The UK advertising industry is set to see its ninth successive year of growth in 2017 with investment tipped to increase by 4.8% in 2018, according to GroupM.
The forecast comes despite a series of headwinds throughout the year – including concerns around digital advertising, the impact of Brexit on the economy and slowing client spend – which saw revenues drop at the UK’s biggest agency holding companies.
In fact, GroupM has predicted that 2017 will conclude better than expected, with investment totalling £18.9bn (5% growth, up from the 4.1% earlier predicted). In 2018, a 4.8% predicted increase will take total investment to £19.8bn.
“Advertising investment remains stable despite a fragile economy”, said Adam Smith, GroupM’s futures director.
While the UK’s advertising market may be stable, a rollback in brand spend from giants like P&G, Unilever and more, has caused many of the UK’s biggest agencies to slash revenue forecasts. Havas’ UK operation recorded a 10.9% dip for its third quarter and Publicis Groupe reported negative organic growth of -1.5% in Europe for the third quarter of the year. WPP, meanwhile, lowered its full-year expectations for the third time in 2017 in October blaming slower client spending and short-term investment strategies.
Short-term investment strategies yielded a significant influence over GroupM’s predictions around the growth of digital ‘pure play’ advertising. This medium will hold 60% share of UK ad investment in 2018, the media agency predicts, growing by 13.3% in 2017 and 9.8% in 2018. This growth is a result of rising digital audiences, growing e-commerce and marketer ‘short-termism’, where performance-focused digital media is harnessed to drive near-term return-on-investment (ROI).
The health of digital advertising signals that marketers have been undeterred by growing concerns around the safety and efficacy of digital advertising.
While some advertisers paused YouTube investment early this year as a result of brand safety concerns, GroupM estimates two-thirds of those UK ‘pausers’ have returned to normal investment levels. The other third may be lingering with addressable TV and other alternatives they found effective, noted the research.
While Google’s mea culpa meant some brands increased spend in traditional advertising formats – with both Channel 4 and ITV noting a jump in ad spend in the spring – it appears that was not enough to help grow traditional media’s hold in the ad market this year. GroupM predicts that ‘legacy media’, including its digital components, will shrink 4.4% in 2017 and a further 2.0% in 2018.

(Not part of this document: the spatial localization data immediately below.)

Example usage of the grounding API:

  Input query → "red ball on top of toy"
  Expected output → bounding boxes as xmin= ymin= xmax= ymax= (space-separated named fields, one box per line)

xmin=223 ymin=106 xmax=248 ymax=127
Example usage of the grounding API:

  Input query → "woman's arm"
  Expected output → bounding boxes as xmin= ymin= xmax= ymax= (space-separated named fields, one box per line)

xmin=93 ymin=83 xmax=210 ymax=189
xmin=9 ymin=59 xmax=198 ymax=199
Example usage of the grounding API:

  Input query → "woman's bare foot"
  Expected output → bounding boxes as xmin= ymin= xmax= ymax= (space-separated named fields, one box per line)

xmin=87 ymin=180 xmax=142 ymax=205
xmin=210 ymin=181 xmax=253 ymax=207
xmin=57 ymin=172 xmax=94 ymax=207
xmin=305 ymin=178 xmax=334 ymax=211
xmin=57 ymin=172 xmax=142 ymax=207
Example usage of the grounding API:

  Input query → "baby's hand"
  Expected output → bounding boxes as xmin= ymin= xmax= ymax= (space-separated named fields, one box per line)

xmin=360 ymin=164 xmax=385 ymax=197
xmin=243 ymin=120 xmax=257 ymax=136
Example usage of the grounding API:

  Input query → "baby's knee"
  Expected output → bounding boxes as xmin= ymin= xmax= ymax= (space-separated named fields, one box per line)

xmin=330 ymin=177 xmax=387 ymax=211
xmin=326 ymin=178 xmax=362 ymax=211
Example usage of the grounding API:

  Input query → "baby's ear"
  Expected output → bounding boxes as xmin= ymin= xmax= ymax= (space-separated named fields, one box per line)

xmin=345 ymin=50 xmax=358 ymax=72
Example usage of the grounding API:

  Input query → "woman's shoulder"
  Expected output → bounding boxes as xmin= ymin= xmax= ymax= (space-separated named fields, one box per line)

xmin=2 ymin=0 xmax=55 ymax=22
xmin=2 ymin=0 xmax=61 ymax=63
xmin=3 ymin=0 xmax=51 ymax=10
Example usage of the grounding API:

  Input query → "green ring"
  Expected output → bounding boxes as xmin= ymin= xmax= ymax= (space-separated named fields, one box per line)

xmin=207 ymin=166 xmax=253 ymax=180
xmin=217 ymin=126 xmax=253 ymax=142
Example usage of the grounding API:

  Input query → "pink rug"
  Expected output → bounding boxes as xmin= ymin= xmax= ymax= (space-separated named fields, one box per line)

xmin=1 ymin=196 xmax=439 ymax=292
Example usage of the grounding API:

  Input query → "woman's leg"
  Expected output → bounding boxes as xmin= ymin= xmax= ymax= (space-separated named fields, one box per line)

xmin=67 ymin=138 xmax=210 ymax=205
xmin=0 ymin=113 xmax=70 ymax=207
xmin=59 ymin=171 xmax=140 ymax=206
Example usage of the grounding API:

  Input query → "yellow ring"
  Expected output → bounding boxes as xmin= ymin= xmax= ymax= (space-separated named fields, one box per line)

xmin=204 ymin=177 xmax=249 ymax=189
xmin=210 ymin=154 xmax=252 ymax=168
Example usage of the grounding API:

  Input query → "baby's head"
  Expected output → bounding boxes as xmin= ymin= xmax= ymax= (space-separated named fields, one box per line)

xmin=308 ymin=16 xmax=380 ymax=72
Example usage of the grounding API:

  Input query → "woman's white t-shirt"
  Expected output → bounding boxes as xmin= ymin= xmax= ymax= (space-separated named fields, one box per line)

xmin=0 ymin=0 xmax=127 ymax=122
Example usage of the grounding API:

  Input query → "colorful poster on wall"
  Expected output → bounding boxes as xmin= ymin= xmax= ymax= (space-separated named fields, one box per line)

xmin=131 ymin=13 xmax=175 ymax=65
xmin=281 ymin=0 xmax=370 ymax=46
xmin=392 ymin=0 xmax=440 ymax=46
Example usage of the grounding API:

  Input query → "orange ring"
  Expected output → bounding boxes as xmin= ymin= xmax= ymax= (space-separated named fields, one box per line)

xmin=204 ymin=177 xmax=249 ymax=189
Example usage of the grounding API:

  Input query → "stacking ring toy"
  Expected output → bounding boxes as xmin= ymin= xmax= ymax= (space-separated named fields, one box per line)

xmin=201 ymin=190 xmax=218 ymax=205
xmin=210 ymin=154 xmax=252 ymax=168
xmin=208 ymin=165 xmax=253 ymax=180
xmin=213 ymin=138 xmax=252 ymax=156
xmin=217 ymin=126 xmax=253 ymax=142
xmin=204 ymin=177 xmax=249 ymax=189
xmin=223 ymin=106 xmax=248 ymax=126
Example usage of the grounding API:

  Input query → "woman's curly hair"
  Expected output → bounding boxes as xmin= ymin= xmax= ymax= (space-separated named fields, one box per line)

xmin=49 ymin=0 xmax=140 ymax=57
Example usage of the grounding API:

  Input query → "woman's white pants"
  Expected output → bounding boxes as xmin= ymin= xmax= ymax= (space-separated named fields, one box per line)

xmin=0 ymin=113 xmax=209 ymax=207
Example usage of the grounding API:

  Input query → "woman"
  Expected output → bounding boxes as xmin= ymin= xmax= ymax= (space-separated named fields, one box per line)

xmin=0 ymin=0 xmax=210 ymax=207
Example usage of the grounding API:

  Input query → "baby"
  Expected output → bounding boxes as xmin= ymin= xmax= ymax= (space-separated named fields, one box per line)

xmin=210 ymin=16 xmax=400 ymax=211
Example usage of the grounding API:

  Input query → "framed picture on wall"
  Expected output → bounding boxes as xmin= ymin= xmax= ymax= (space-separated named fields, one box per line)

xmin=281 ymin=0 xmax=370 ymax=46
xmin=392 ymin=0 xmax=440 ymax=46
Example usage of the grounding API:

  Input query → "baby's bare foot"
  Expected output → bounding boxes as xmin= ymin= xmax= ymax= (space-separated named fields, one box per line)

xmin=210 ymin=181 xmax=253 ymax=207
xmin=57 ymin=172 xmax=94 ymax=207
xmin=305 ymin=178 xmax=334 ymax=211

For now, Smith said the focus of marketers remains “relentlessly short-term” and “arguably underweighted” relative to long-term brand building in broadcast media. This favours performance-oriented digital media, he claimed, which continues to be the most robust growth story despite concerns over measurement, transparency, brand safety and other issues.
Nick Theakstone, chief executive of GroupM UK, expressed concerns about pressures on marketers to overweight short-term ROI versus brand building for the long-term.
“It’s imperative they get the balance right,” he added.
In part, digital advertising may also be beginning to exhibit price inflation as more brands crowd in coupled with the rising cost of data and technology to enhance quality and ensure viewability. “The larger digital looms in share, the more vociferous and voluminous the challenge around measurement, accountability and brand safety will be”, said Smith.
Per GroupM’s estimates, TV’s first decline in five years will amount to 2.9% in 2017, but is likely to stabilise in 2018 in a context of slower audience loss and attractive pricing. Linear TV is not naturally a young medium and in 2017, GroupM believes impressions among 16-to-24-year-olds will fall by 12%, and by 8% among 16-to-34-year-olds.
Some of this loss in viewership may be overstated due to poor measurement of audiences across diffuse TV platforms, the agency said, issues which will be fixed in part by Barb’s 30-platform Dovetail measurement, due March 2018.
The outlook for legacy media beyond television remains tough. GroupM trimmed its prior 2% forecast for out-of-home (OOH) advertising growth to zero in 2017. For 2018, the view is slightly more positive at +2%, if promised improvements in effectiveness, automation and efficiency bear out.
National newsbrands faired the worst in GroupM’s predictions, estimated to decline by 12% in 2017 and forecast to dip by 8% in 2018. A new measurement standard that goes live in February, delivered by PAMCo’s Audience Measurement for Publishers, could offer green shoots of change for newsbrands by allowing planners to build schedules including Facebook Instant Articles and Google’s Amp.
Theakstone concluded: “It’s also crucial that the industry deliver better audience measurement to support media planning for performance and brand building alike. As ever, we lend our full support to industry initiatives like BARB’s Dovetail and PAMCo’s AMP while also filling the gaps we see, like scaling an accountable addressable TV market with our new business, Finecast”.